“Ronald had been, from the start, an observant child, quick to mark details around him—the shop signs along Maitland Street; the gray blue of the Indian Ocean, where he once was bathed; the wilting boughs of the eucalyptus tree at his first Christmas. Brought to his father’s bank office, he would find pencils and paper and make simple drawings of what he’d seen.”
Anyone who has ever voraciously read all through Lords of the Rings—or struggled just to make it through The Hobbit—already knows that J.R.R. Tolkien was the type of author who loved details. He is the fantasy novel genre’s equivalent of Charles Dickens; a writer who never met a detail he didn’t think was important. This quote occurs very early in this biography and serves to quickly establish the importance of setting in the writing of Tolkien. The references here to the Indian Ocean, eucalyptus trees at Christmas, and the impact they had upon his imagination—recreating the sights he’d seen in simple drawings—all serve as a kind of foreshadowing of the narrative style to come. The opening paragraphs also serve to underscore how the environment in which one is born and raised as a child impacts the development of a writer’s stylistic elements.

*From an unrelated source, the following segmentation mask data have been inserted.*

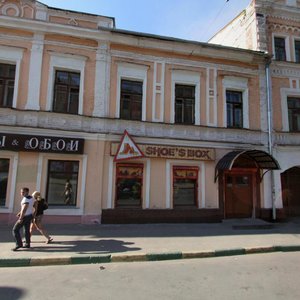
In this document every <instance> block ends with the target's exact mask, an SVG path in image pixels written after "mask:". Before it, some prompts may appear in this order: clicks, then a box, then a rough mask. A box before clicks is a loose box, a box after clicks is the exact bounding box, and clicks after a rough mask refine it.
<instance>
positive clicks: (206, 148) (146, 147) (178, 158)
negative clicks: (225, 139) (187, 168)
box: [110, 143, 215, 160]
mask: <svg viewBox="0 0 300 300" xmlns="http://www.w3.org/2000/svg"><path fill="white" fill-rule="evenodd" d="M118 147H119V144H118V143H112V144H111V153H110V154H111V155H112V156H115V154H116V153H117V149H118ZM138 147H139V149H140V150H141V151H142V152H143V153H144V155H145V157H153V158H166V159H187V160H215V150H214V149H211V148H197V147H180V146H179V147H178V146H165V145H148V144H138Z"/></svg>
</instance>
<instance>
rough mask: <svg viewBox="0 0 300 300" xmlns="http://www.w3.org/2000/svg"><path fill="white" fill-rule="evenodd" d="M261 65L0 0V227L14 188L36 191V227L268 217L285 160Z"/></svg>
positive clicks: (271, 209) (266, 78) (208, 46)
mask: <svg viewBox="0 0 300 300" xmlns="http://www.w3.org/2000/svg"><path fill="white" fill-rule="evenodd" d="M269 60H270V57H269V55H267V54H265V53H264V52H259V51H253V50H245V49H238V48H233V47H226V46H217V45H213V44H207V43H198V42H193V41H185V40H180V39H174V38H168V37H162V36H155V35H149V34H141V33H134V32H127V31H124V30H118V29H117V28H116V27H115V22H114V19H113V18H109V17H103V16H97V15H92V14H86V13H80V12H74V11H66V10H61V9H57V8H50V7H47V6H46V5H44V4H42V3H41V2H38V1H30V0H22V1H17V0H7V1H6V0H4V1H1V3H0V84H1V85H0V92H1V94H0V180H1V181H0V183H1V187H0V188H1V189H0V222H2V223H11V222H13V221H14V220H15V214H16V212H17V211H18V210H19V205H20V195H19V190H20V188H22V187H24V186H27V187H29V188H30V191H31V192H33V191H34V190H39V191H41V193H42V194H43V195H44V196H45V198H46V199H47V201H48V203H49V209H48V210H47V213H46V221H47V222H55V223H99V222H100V223H109V222H112V223H141V222H212V221H220V220H222V219H224V218H249V217H254V218H255V217H256V218H266V219H270V218H271V217H272V211H273V213H274V210H275V212H276V207H275V204H276V205H277V202H275V200H274V194H273V195H272V178H273V177H272V176H271V175H272V172H269V171H270V170H277V169H279V168H280V165H281V162H280V160H279V158H281V157H282V156H281V155H282V154H281V152H280V153H279V152H278V151H277V150H276V151H275V152H274V153H272V152H270V135H271V134H272V132H271V129H272V128H271V127H270V122H268V120H270V118H269V119H268V112H269V110H268V98H269V97H268V89H267V87H268V85H267V83H268V80H267V74H268V72H267V71H268V66H269ZM276 70H277V69H276ZM273 81H274V80H273ZM284 84H285V85H288V84H292V85H293V84H294V85H296V86H297V84H298V86H297V87H298V88H299V81H298V83H297V82H294V81H293V80H289V79H287V80H286V81H285V83H284ZM289 88H290V87H289V86H287V87H286V89H289ZM276 101H277V102H278V101H279V102H280V100H279V99H277V100H275V99H274V103H276ZM276 113H277V114H279V115H280V113H279V112H276ZM276 122H277V123H278V124H277V123H276ZM276 122H275V125H274V126H280V124H281V123H280V122H281V119H279V121H276ZM272 136H273V135H272ZM275 136H276V138H278V139H279V140H281V141H282V143H287V144H288V143H289V141H290V140H291V139H292V137H291V136H289V135H286V134H284V135H283V134H281V133H278V134H276V135H275ZM273 155H274V156H273ZM277 172H279V171H277ZM275 180H278V179H277V177H276V178H275ZM276 201H277V200H276ZM278 203H280V200H278ZM277 207H278V208H280V205H278V206H277Z"/></svg>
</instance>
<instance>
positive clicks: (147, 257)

“Middle-earth itself called to days of the past. Though its mythology told of darkness and evil spirits, it also sang of a golden age of heroes and glory—a stark contrast to twentieth-century war, hunger, and cruelty. Evil, Ronald believed, could never be totally erased, but it could wither and fail against strength and imagination.”
The writing of Lord of the Rings covered an enormous chunk of the author’s life, beginning in 1937 and not seeing completion until almost the dawn of the 1950s. Anyone with only a slight familiarity with history should be able to identify the single most significant historical event taking place during that time period. World War II illuminated darkness that lay hidden not in the hearts of evil men, but in every man. To learn for the first time that people who were perfectly normal could be subsumed by the agency of the architects of evil that was the Nazi Party was the generating force behind the ever-altering and constantly changing process of mapping the story of Frodo’s efforts to overcome the power of the Ring. Tolkien was at work writing the story during the darkest days of the war when it seemed quite possible Hitler would triumph as well as the end when evil did finally succumb to pure brute strength and the imagination of scientists producing the “magic” of atom-splitting.
“Ronald would never forget the horrors of war or the courage of the average soldier who fought beside him. He spent nearly three months at the Somme, crawling among corpses, the trees above him tilting like black skeletons, branches broken and shorn of leaves. After storming a huge fortification of German trenches, he cradled a dying soldier in his arms. Blood oozed over him and, in a moment of unusual silence, a field mouse darted across his fingers.”
With Tolkien’s talent for writing and his obsessive quest for details and the darkness of humanity in times of war to fuel his imagination, it is little wonder that entire sections of Lord of the Rings are vivid portraits of battle. Though often term a quest story and an epic saga of good versus evil, there are also many parts of the trilogy that are nothing less than battlefield reportage except that human adversaries have been replaced by weird fantastical creatures. Just as the unimaginable evil of World War II fuels the story’s larger themes of good versus evil, it was Tolkien’s own wartime experiences during the first world war that provides the stimulus behind these battle sequences which punctuate Frodo’s quest. The corpses, skeleton-like trees, blood, and vermin all are tangibly experienced in his writing but with the distancing power of being situated within the imagined world of fantasy.